The Post-Gazette was the battleground for a three-year strike by unionized staff members over contract disagreements between the Newspaper Guild and PG Publishing. This strike ended in November when the U.S. 3rd Circuit Court of Appeals ruled in favor of the union members, stating that PG Publishing had bargained in bad faith. On Dec. 22, Justice Samuel Alito ordered a pause on the appeals court’s order. However, the U.S. Supreme Court vacated this pause and refused to freeze the 3rd circuit court’s decision after PG Publishing’s petition for review.
Hours later, the Post-Gazette was history.
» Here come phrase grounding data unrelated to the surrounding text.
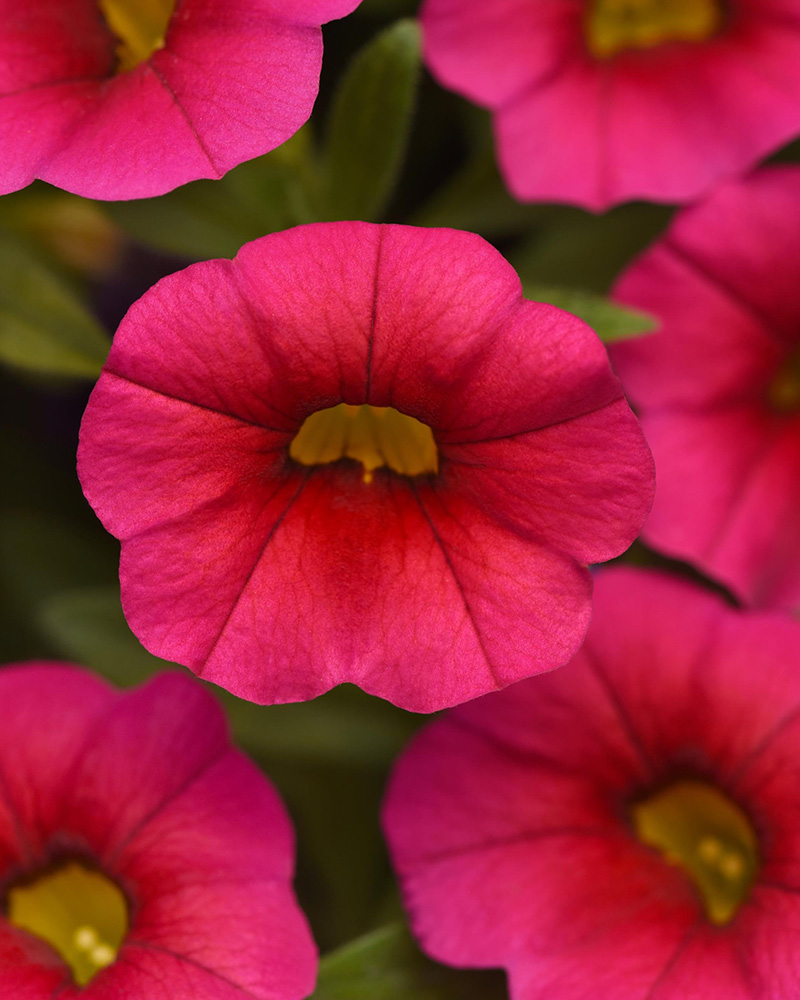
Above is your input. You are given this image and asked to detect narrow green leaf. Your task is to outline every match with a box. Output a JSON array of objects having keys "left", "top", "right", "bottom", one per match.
[
  {"left": 313, "top": 924, "right": 507, "bottom": 1000},
  {"left": 523, "top": 285, "right": 658, "bottom": 342},
  {"left": 0, "top": 235, "right": 110, "bottom": 377},
  {"left": 323, "top": 20, "right": 421, "bottom": 221}
]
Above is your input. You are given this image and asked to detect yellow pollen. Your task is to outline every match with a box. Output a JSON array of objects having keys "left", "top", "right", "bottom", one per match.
[
  {"left": 768, "top": 349, "right": 800, "bottom": 414},
  {"left": 586, "top": 0, "right": 724, "bottom": 59},
  {"left": 6, "top": 862, "right": 128, "bottom": 987},
  {"left": 632, "top": 781, "right": 759, "bottom": 926},
  {"left": 290, "top": 403, "right": 438, "bottom": 482},
  {"left": 97, "top": 0, "right": 176, "bottom": 72}
]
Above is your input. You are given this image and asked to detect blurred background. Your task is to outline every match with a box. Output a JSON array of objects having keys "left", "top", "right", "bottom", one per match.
[{"left": 4, "top": 1, "right": 797, "bottom": 994}]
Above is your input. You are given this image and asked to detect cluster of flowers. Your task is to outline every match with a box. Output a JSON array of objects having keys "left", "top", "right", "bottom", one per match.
[{"left": 4, "top": 0, "right": 800, "bottom": 997}]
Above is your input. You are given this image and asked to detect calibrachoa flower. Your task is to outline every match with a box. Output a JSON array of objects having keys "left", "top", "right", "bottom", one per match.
[
  {"left": 384, "top": 567, "right": 800, "bottom": 999},
  {"left": 77, "top": 222, "right": 653, "bottom": 713},
  {"left": 0, "top": 663, "right": 316, "bottom": 998},
  {"left": 0, "top": 0, "right": 361, "bottom": 200},
  {"left": 420, "top": 0, "right": 800, "bottom": 209},
  {"left": 611, "top": 166, "right": 800, "bottom": 610}
]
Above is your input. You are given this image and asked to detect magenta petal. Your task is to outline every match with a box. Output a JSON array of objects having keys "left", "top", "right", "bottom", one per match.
[
  {"left": 55, "top": 672, "right": 230, "bottom": 860},
  {"left": 0, "top": 0, "right": 362, "bottom": 199},
  {"left": 0, "top": 922, "right": 67, "bottom": 999},
  {"left": 117, "top": 754, "right": 316, "bottom": 1000},
  {"left": 79, "top": 222, "right": 653, "bottom": 711},
  {"left": 0, "top": 666, "right": 316, "bottom": 1000},
  {"left": 621, "top": 163, "right": 800, "bottom": 345},
  {"left": 612, "top": 246, "right": 783, "bottom": 410},
  {"left": 443, "top": 398, "right": 654, "bottom": 563},
  {"left": 422, "top": 0, "right": 800, "bottom": 208},
  {"left": 0, "top": 664, "right": 117, "bottom": 863},
  {"left": 384, "top": 568, "right": 800, "bottom": 999},
  {"left": 421, "top": 0, "right": 580, "bottom": 108},
  {"left": 122, "top": 881, "right": 315, "bottom": 1000},
  {"left": 610, "top": 166, "right": 800, "bottom": 610}
]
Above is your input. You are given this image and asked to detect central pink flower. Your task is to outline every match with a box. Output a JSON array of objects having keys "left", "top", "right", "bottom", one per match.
[
  {"left": 78, "top": 222, "right": 653, "bottom": 712},
  {"left": 0, "top": 0, "right": 361, "bottom": 200}
]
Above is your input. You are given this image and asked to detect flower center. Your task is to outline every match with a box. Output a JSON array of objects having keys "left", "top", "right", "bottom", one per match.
[
  {"left": 97, "top": 0, "right": 176, "bottom": 72},
  {"left": 768, "top": 348, "right": 800, "bottom": 414},
  {"left": 290, "top": 404, "right": 438, "bottom": 483},
  {"left": 632, "top": 780, "right": 758, "bottom": 925},
  {"left": 6, "top": 861, "right": 128, "bottom": 986},
  {"left": 585, "top": 0, "right": 724, "bottom": 59}
]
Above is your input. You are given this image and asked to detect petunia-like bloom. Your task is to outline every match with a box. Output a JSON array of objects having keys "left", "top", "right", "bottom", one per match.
[
  {"left": 77, "top": 222, "right": 654, "bottom": 713},
  {"left": 0, "top": 663, "right": 317, "bottom": 999},
  {"left": 420, "top": 0, "right": 800, "bottom": 209},
  {"left": 0, "top": 0, "right": 361, "bottom": 201},
  {"left": 384, "top": 567, "right": 800, "bottom": 999},
  {"left": 610, "top": 166, "right": 800, "bottom": 610}
]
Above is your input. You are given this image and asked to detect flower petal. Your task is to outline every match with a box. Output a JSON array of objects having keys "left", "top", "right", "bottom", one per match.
[
  {"left": 55, "top": 673, "right": 230, "bottom": 861},
  {"left": 0, "top": 663, "right": 117, "bottom": 864}
]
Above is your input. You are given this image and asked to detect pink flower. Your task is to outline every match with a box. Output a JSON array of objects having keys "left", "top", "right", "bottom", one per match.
[
  {"left": 384, "top": 567, "right": 800, "bottom": 999},
  {"left": 0, "top": 0, "right": 360, "bottom": 200},
  {"left": 0, "top": 663, "right": 316, "bottom": 998},
  {"left": 420, "top": 0, "right": 800, "bottom": 210},
  {"left": 77, "top": 222, "right": 653, "bottom": 712},
  {"left": 610, "top": 166, "right": 800, "bottom": 610}
]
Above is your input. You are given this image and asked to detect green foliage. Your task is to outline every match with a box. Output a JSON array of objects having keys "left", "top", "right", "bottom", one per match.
[
  {"left": 0, "top": 234, "right": 109, "bottom": 378},
  {"left": 523, "top": 285, "right": 658, "bottom": 343},
  {"left": 322, "top": 20, "right": 421, "bottom": 221},
  {"left": 412, "top": 109, "right": 557, "bottom": 237},
  {"left": 509, "top": 203, "right": 673, "bottom": 294},
  {"left": 313, "top": 924, "right": 507, "bottom": 1000},
  {"left": 106, "top": 129, "right": 318, "bottom": 260}
]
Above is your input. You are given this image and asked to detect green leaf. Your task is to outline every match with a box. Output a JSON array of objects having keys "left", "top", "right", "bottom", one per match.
[
  {"left": 312, "top": 924, "right": 507, "bottom": 1000},
  {"left": 0, "top": 234, "right": 110, "bottom": 378},
  {"left": 411, "top": 109, "right": 557, "bottom": 237},
  {"left": 523, "top": 285, "right": 658, "bottom": 343},
  {"left": 38, "top": 586, "right": 166, "bottom": 687},
  {"left": 509, "top": 203, "right": 673, "bottom": 294},
  {"left": 106, "top": 129, "right": 318, "bottom": 260},
  {"left": 322, "top": 20, "right": 421, "bottom": 221}
]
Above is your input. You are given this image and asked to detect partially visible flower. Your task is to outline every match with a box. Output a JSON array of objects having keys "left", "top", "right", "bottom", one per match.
[
  {"left": 384, "top": 568, "right": 800, "bottom": 999},
  {"left": 611, "top": 166, "right": 800, "bottom": 610},
  {"left": 420, "top": 0, "right": 800, "bottom": 209},
  {"left": 0, "top": 663, "right": 316, "bottom": 998},
  {"left": 0, "top": 0, "right": 361, "bottom": 200},
  {"left": 77, "top": 222, "right": 653, "bottom": 713}
]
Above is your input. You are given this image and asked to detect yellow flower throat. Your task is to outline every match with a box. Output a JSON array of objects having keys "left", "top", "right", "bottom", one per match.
[
  {"left": 290, "top": 404, "right": 438, "bottom": 483},
  {"left": 632, "top": 780, "right": 759, "bottom": 925},
  {"left": 6, "top": 861, "right": 129, "bottom": 986},
  {"left": 586, "top": 0, "right": 724, "bottom": 59},
  {"left": 98, "top": 0, "right": 176, "bottom": 72}
]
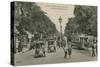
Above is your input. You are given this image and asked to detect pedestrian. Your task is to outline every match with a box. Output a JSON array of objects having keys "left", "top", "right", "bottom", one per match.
[
  {"left": 95, "top": 40, "right": 97, "bottom": 56},
  {"left": 68, "top": 40, "right": 72, "bottom": 59},
  {"left": 91, "top": 41, "right": 96, "bottom": 57},
  {"left": 42, "top": 44, "right": 46, "bottom": 57},
  {"left": 18, "top": 42, "right": 22, "bottom": 53},
  {"left": 64, "top": 45, "right": 68, "bottom": 58},
  {"left": 57, "top": 36, "right": 61, "bottom": 48},
  {"left": 96, "top": 43, "right": 98, "bottom": 55},
  {"left": 63, "top": 36, "right": 68, "bottom": 58}
]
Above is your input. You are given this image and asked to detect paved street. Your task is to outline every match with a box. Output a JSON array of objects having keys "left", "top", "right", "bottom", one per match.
[{"left": 15, "top": 48, "right": 97, "bottom": 66}]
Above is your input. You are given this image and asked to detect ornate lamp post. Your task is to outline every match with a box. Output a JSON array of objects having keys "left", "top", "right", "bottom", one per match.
[
  {"left": 59, "top": 16, "right": 62, "bottom": 34},
  {"left": 59, "top": 16, "right": 62, "bottom": 47}
]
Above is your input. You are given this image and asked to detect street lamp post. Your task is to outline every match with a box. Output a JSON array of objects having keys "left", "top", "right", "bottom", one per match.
[{"left": 59, "top": 16, "right": 62, "bottom": 47}]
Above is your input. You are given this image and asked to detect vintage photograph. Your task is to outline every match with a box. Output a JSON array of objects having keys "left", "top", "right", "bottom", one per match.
[{"left": 11, "top": 1, "right": 97, "bottom": 66}]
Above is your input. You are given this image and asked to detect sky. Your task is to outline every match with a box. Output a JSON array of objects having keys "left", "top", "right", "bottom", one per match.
[{"left": 36, "top": 2, "right": 75, "bottom": 34}]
Block Communications also cited a $350 million loss over the past 20 years from the Post-Gazette and a fading local news economy as motivation for the closure. It is impossible to deny that many factors were at play for the death of Pittsburgh’s oldest paper.
As residents of Pittsburgh and young journalists inheriting the industry, it is a blow to watch this institution crumble. Local news is key to community engagement, to staying informed and to the history and culture of a city. It is where you can go to learn about a particularly inspiring neighbor or an eye-opening new art exhibit as well as an unbiased source of harder news, both near and far.
Suddenly, this resource feels expendable. Suddenly, it is an inconvenient growth that can be cleaved by the wealthy few in charge rather than an effort for the people, by the people. But this cannot be our takeaway.
The strikes worked, in a sense. The courts ruled in favor of the union, and it was only through the closure of a centuries-old paper that Block Communications escaped finally needing to treat their workers fairly. They escaped by the skin of their teeth, but this won’t always be the case. We must continue to challenge those that think money can defy much stronger stuff. We must prove that we care so much for these institutions that they cannot possibly be destroyed or shuttered away under the pretense of decreased public interest.
We need newspapers and journalism more than ever, with misinformation and disinformation on the rise and political unrest growing. Stop getting all your information from random Instagram infographics and three-second videos that don’t tell the whole story. Replace your morning social media scroll with a scroll through a local paper. Read an entire article written by a real, breathing person, and tell your friends to do the same. Then read another, from a different paper. Then another.
This is the only way we can preserve some semblance of ethical responsibility to tell the truth, the only way we can protect our legacies and stay connected to our communities. This is bigger than one newspaper in one city. Do not roll over and let a couple hundred people with billions of dollars take everything from you.